There are cabbage rolls and Greece. In modern Greek, they are simply called "cabbage dolma", as if confirming the right to invent the dish by the Turks. But the Greeks (though not modern, but the ancients) can be considered the full-fledged inventors of cabbage rolls. The first mention of them sounded in the comedy of Aristophanes (the creator of the genre, by the way!), Where one of the heroes exclaims: "Bring me cabbage leaves with pork!" The work dates back to 425 BC.

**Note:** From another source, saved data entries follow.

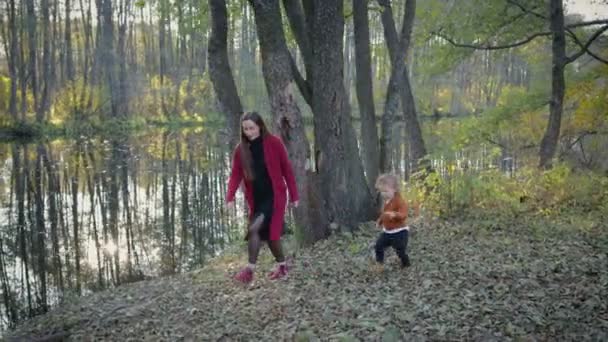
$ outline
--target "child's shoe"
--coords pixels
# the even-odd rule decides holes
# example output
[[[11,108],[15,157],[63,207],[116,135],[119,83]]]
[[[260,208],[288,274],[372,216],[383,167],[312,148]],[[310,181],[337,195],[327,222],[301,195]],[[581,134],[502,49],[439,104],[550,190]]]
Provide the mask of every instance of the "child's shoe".
[[[373,263],[372,264],[372,272],[374,272],[376,274],[382,274],[382,273],[384,273],[384,264],[381,264],[379,262]]]

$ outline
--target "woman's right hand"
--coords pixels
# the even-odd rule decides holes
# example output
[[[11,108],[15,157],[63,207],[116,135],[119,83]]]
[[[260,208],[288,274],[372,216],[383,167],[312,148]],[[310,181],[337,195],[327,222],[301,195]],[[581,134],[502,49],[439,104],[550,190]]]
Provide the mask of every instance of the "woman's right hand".
[[[234,210],[234,208],[236,208],[234,201],[226,202],[226,210]]]

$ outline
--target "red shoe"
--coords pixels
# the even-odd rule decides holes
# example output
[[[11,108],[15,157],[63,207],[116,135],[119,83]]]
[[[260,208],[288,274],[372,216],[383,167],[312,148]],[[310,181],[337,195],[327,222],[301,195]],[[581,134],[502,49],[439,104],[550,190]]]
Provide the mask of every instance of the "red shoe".
[[[234,276],[234,280],[243,283],[249,284],[253,281],[253,270],[251,267],[243,268],[239,273]]]
[[[277,268],[272,271],[272,273],[270,273],[270,280],[277,280],[277,279],[283,279],[285,277],[287,277],[287,273],[288,273],[288,269],[287,269],[287,265],[283,264],[283,265],[278,265]]]

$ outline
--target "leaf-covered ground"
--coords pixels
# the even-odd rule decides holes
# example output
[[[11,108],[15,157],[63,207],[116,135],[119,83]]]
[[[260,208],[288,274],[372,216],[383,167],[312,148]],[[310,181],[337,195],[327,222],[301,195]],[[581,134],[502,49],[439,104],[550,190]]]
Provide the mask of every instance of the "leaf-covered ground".
[[[574,225],[573,225],[574,226]],[[547,227],[546,227],[547,228]],[[601,230],[605,231],[605,227]],[[377,231],[299,250],[288,280],[228,277],[245,261],[96,293],[37,317],[13,337],[74,341],[608,340],[605,235],[514,224],[432,224],[410,237],[412,267],[388,254],[370,268]],[[10,340],[10,339],[9,339]]]

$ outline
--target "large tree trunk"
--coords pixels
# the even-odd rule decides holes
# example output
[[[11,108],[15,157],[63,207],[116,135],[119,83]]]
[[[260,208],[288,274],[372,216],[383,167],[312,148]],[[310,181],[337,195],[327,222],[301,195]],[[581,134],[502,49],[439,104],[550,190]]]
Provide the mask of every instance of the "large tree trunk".
[[[312,110],[319,193],[329,222],[348,227],[369,219],[372,201],[345,99],[344,4],[315,0],[312,16]]]
[[[228,62],[228,11],[226,0],[209,0],[211,34],[209,36],[209,76],[217,96],[220,112],[226,115],[231,145],[240,137],[241,100]]]
[[[369,40],[368,0],[353,0],[355,25],[355,63],[357,68],[357,101],[361,117],[361,149],[363,165],[370,188],[373,187],[380,156],[378,151],[378,126],[374,108],[372,62]]]
[[[553,66],[551,69],[551,102],[549,103],[549,123],[540,143],[540,163],[542,169],[552,166],[557,142],[559,140],[562,112],[564,105],[564,69],[566,67],[566,37],[564,31],[563,0],[551,0],[549,4],[551,14],[551,33]]]
[[[295,99],[294,81],[291,73],[290,56],[285,42],[281,22],[279,0],[250,0],[254,8],[255,21],[262,54],[262,71],[266,89],[270,97],[273,131],[279,132],[293,163],[300,206],[295,210],[298,229],[304,236],[304,243],[311,244],[327,235],[323,227],[319,202],[311,196],[315,194],[313,175],[306,170],[310,149],[300,108]]]

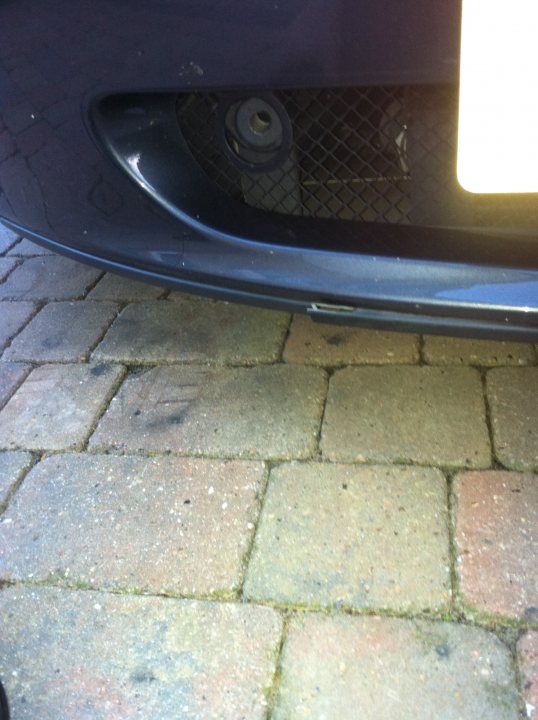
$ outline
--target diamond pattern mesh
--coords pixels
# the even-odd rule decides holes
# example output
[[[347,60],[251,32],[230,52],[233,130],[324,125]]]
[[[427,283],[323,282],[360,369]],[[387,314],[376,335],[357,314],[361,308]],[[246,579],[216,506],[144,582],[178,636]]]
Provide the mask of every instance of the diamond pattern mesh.
[[[222,149],[216,94],[179,96],[178,119],[191,152],[238,201],[287,215],[363,222],[538,223],[533,197],[476,197],[457,184],[453,86],[274,94],[289,114],[293,147],[279,168],[261,173],[238,169]]]

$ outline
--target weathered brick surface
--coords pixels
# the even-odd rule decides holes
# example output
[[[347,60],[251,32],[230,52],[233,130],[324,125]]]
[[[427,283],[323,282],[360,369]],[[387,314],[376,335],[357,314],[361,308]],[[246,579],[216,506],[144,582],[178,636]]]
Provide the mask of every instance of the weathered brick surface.
[[[438,470],[283,465],[271,473],[245,592],[301,605],[440,608],[448,549]]]
[[[232,592],[263,480],[263,465],[247,461],[51,456],[4,516],[0,576],[176,595]]]
[[[99,270],[60,255],[33,257],[0,285],[0,299],[74,300],[99,277]]]
[[[13,258],[0,257],[0,282],[7,278],[9,273],[17,266],[17,261]]]
[[[53,302],[15,338],[6,360],[69,362],[87,358],[118,311],[110,302]]]
[[[0,408],[30,372],[30,365],[24,363],[0,363]]]
[[[0,223],[0,255],[7,252],[10,247],[13,247],[19,236],[12,230],[8,230],[5,225]]]
[[[288,316],[238,304],[191,300],[129,305],[95,351],[126,363],[252,364],[278,358]]]
[[[89,292],[88,299],[139,302],[141,300],[156,300],[166,292],[165,288],[157,285],[150,285],[121,275],[107,273]]]
[[[36,368],[0,411],[0,449],[80,447],[122,372],[106,365]]]
[[[327,325],[296,315],[286,341],[284,360],[326,367],[416,363],[418,337],[410,333]]]
[[[90,447],[308,457],[324,397],[325,376],[315,368],[153,368],[124,382]]]
[[[281,621],[269,608],[49,588],[0,593],[14,720],[262,720]]]
[[[538,470],[538,368],[491,370],[487,388],[497,458],[514,470]]]
[[[10,257],[32,257],[34,255],[54,255],[54,252],[48,248],[41,247],[41,245],[36,245],[36,243],[27,238],[23,238],[8,252],[8,256]]]
[[[415,363],[418,337],[313,322],[306,315],[293,318],[284,360],[307,365],[383,365]]]
[[[307,615],[284,646],[274,720],[517,720],[507,648],[449,623]]]
[[[472,368],[339,370],[331,378],[321,447],[331,460],[487,467],[480,376]]]
[[[531,630],[517,644],[521,688],[527,717],[538,716],[538,631]]]
[[[30,302],[0,302],[0,351],[28,322],[34,312],[35,305]]]
[[[538,622],[538,476],[463,473],[454,491],[464,600],[488,613]]]
[[[536,360],[532,345],[493,340],[470,340],[427,336],[424,359],[431,365],[532,365]]]
[[[0,452],[0,510],[4,509],[11,491],[31,462],[32,456],[30,453]],[[0,522],[2,521],[0,520]],[[5,543],[0,557],[2,557],[4,550]]]

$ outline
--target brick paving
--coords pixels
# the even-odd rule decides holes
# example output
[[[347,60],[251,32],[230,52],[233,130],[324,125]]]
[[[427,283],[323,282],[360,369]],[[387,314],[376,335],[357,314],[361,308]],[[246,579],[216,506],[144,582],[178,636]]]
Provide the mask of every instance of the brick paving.
[[[144,302],[125,308],[95,351],[136,365],[274,362],[286,334],[283,313],[211,300]]]
[[[470,340],[441,335],[424,338],[424,358],[430,365],[534,365],[536,353],[532,345],[494,340]]]
[[[538,713],[538,631],[526,632],[517,644],[521,687],[528,717]]]
[[[286,362],[324,367],[407,364],[418,358],[416,335],[313,323],[306,315],[293,318],[284,351]]]
[[[538,478],[514,472],[458,475],[460,590],[479,610],[538,620]]]
[[[6,360],[76,362],[85,360],[116,316],[110,302],[51,302],[17,335]]]
[[[35,311],[36,306],[31,302],[0,302],[0,351],[26,325]]]
[[[531,717],[535,347],[0,256],[14,720]]]
[[[538,471],[538,368],[498,368],[487,376],[493,442],[499,461]]]
[[[487,467],[480,376],[472,368],[345,368],[331,378],[321,448],[329,460]]]

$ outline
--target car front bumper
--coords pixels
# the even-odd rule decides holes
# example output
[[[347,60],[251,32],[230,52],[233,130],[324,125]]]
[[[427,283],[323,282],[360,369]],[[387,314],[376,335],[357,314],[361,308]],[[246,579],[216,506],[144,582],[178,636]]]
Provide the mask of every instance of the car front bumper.
[[[456,83],[459,3],[384,6],[3,4],[0,217],[168,287],[338,322],[538,339],[538,228],[263,213],[229,202],[184,152],[178,93]]]

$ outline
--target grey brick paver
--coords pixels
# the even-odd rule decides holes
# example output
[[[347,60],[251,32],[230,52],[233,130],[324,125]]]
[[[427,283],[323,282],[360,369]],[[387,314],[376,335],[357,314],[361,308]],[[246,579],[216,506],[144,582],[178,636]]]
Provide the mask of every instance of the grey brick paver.
[[[479,610],[538,622],[538,476],[456,478],[461,593]]]
[[[316,368],[153,368],[127,378],[90,447],[308,457],[316,448],[325,392],[325,375]]]
[[[508,649],[478,628],[307,615],[284,646],[273,720],[517,720]]]
[[[99,275],[99,270],[60,255],[33,257],[0,285],[0,299],[74,300],[84,295]]]
[[[270,608],[50,588],[0,593],[14,720],[263,720]]]
[[[431,468],[293,463],[272,471],[245,594],[424,610],[449,601],[446,482]]]
[[[306,365],[383,365],[416,363],[418,337],[410,333],[380,332],[293,318],[284,360]]]
[[[31,462],[32,456],[30,453],[0,452],[0,510],[4,509],[12,489]],[[1,531],[0,535],[2,535]],[[4,551],[5,546],[2,545],[0,558]]]
[[[53,302],[4,352],[6,360],[69,362],[86,358],[118,311],[110,302]]]
[[[54,455],[30,472],[4,516],[0,576],[232,592],[263,480],[262,463],[242,460]]]
[[[521,687],[527,717],[538,713],[538,631],[525,633],[517,644]]]
[[[424,359],[430,365],[532,365],[536,356],[532,345],[494,340],[472,340],[427,336]]]
[[[156,300],[166,289],[145,282],[138,282],[121,275],[107,273],[88,293],[88,300],[113,300],[115,302],[138,302]]]
[[[54,255],[53,250],[49,250],[48,248],[42,247],[41,245],[36,245],[36,243],[32,242],[31,240],[28,240],[27,238],[23,238],[20,242],[18,242],[16,245],[14,245],[11,250],[8,252],[9,257],[17,256],[17,257],[32,257],[34,255]]]
[[[121,313],[94,357],[136,364],[272,362],[288,321],[284,313],[211,300],[136,303]]]
[[[18,239],[19,236],[16,233],[0,223],[0,255],[13,247]]]
[[[538,470],[538,368],[499,368],[487,375],[493,444],[513,470]]]
[[[472,368],[339,370],[329,386],[321,447],[331,460],[487,467],[480,375]]]
[[[0,283],[7,278],[10,272],[17,267],[17,261],[12,258],[0,257]]]
[[[30,370],[31,366],[24,363],[0,363],[0,408],[6,404]]]
[[[24,327],[35,309],[31,302],[0,302],[0,351]]]
[[[0,448],[80,447],[122,374],[106,365],[36,368],[0,411]]]

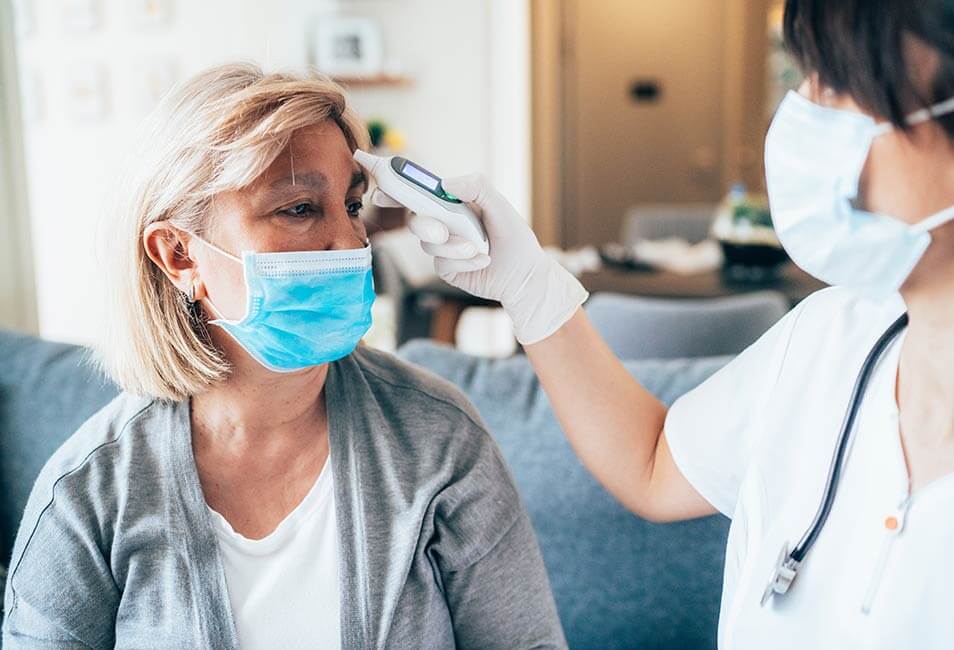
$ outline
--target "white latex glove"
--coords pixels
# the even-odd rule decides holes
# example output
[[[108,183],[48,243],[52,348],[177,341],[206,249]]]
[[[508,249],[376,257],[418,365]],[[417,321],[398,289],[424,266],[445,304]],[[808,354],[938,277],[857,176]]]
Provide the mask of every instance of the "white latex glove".
[[[500,301],[523,345],[556,332],[589,295],[583,285],[543,251],[527,222],[484,176],[448,178],[443,184],[483,221],[490,255],[478,253],[466,239],[451,236],[437,219],[413,215],[408,225],[425,252],[434,256],[437,274],[470,294]],[[384,207],[400,205],[380,190],[371,200]]]

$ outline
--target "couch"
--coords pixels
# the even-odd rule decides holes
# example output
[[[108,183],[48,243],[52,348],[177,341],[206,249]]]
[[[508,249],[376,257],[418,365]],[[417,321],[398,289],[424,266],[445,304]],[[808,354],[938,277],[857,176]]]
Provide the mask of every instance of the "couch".
[[[572,454],[524,357],[477,359],[417,341],[400,354],[460,386],[486,420],[530,511],[572,648],[715,647],[725,518],[659,525],[621,508]],[[671,402],[724,362],[628,368]],[[115,393],[83,348],[0,331],[0,564],[43,463]]]

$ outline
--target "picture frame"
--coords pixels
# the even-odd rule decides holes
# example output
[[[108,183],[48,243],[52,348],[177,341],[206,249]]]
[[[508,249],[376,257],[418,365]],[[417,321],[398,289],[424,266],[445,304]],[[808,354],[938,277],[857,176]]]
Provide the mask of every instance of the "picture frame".
[[[373,77],[381,74],[384,47],[381,29],[359,16],[327,16],[314,32],[313,63],[332,77]]]
[[[106,66],[100,62],[74,65],[63,93],[74,124],[102,122],[109,113]]]
[[[146,114],[154,109],[179,81],[179,65],[172,58],[153,57],[133,62],[129,74],[135,109]]]
[[[173,0],[126,0],[126,11],[134,28],[160,29],[171,22]]]

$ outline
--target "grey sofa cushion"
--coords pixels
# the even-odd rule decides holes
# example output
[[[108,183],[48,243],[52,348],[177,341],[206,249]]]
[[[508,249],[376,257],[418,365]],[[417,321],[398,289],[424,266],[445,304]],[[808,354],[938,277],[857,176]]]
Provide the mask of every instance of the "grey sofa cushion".
[[[400,355],[461,387],[514,472],[571,648],[715,648],[728,520],[651,524],[623,509],[566,442],[525,357],[424,341]],[[666,403],[727,358],[628,362]]]
[[[84,348],[0,331],[0,564],[33,482],[77,427],[117,393]]]

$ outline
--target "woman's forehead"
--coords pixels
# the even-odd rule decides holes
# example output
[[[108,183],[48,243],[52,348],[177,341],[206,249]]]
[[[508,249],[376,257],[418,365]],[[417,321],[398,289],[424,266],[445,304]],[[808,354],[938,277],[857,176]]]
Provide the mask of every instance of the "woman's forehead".
[[[316,186],[316,189],[319,185],[350,187],[357,164],[341,129],[333,122],[330,126],[327,124],[292,134],[288,146],[272,161],[253,188],[306,183]]]

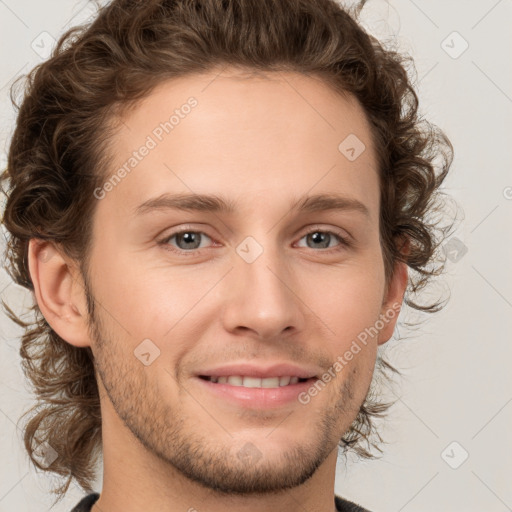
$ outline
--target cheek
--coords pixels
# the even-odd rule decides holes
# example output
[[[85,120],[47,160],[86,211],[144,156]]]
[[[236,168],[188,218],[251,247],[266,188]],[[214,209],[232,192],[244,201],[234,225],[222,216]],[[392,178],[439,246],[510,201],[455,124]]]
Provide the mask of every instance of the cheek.
[[[384,276],[375,268],[378,262],[307,276],[301,280],[301,298],[335,331],[364,328],[375,322],[382,305]]]
[[[332,361],[331,373],[338,383],[354,374],[353,390],[362,399],[371,382],[377,355],[376,323],[384,280],[377,273],[347,269],[339,282],[327,283],[307,300],[323,324],[319,328],[323,349]]]
[[[142,252],[118,250],[112,258],[103,246],[103,254],[96,253],[93,270],[95,298],[116,330],[126,331],[135,339],[164,336],[184,317],[214,284],[198,278],[193,266],[174,269],[169,265],[148,265]],[[123,329],[124,328],[124,329]]]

Alas, the Greeks are not the first. After all, everything is being done and done in China! The inhabitants of the Celestial Empire will tell you a story about a clumsy scientist who fell into a river 2, 000 years ago. There were predatory fish in the river, and the students feared that they would eat the teacher. Then the smart young men wrapped the rice in cabbage leaves and threw it into the water. And one "student" decided to try a new dish himself and highly appreciated its taste. Considering that if you wrap a lump of rice with a thin strip of cabbage leaf across, then the ancestor of sushi (or sushi?) Will come out, it turns out that sushi and cabbage rolls are practically relatives.
It turns out that in different eras on different continents a simple culinary solution appeared: to wrap a little boiled grain and chopped (later stuffed) meat in a large sheet or stuff it into a vegetable. They called it differently, but the essence was the same.
But that's not all! Did you know that nettle or horseradish leaves keep meat fresh for two to three days, even in summer? Our cave ancestors may well have used large plant leaves in order to preserve food debris. It turns out that historically cabbage rolls could have arisen not as food, but in order to preserve food, and each nation wrapped the product around. what he had at hand - some with grapes, some with cabbage, and some with algae.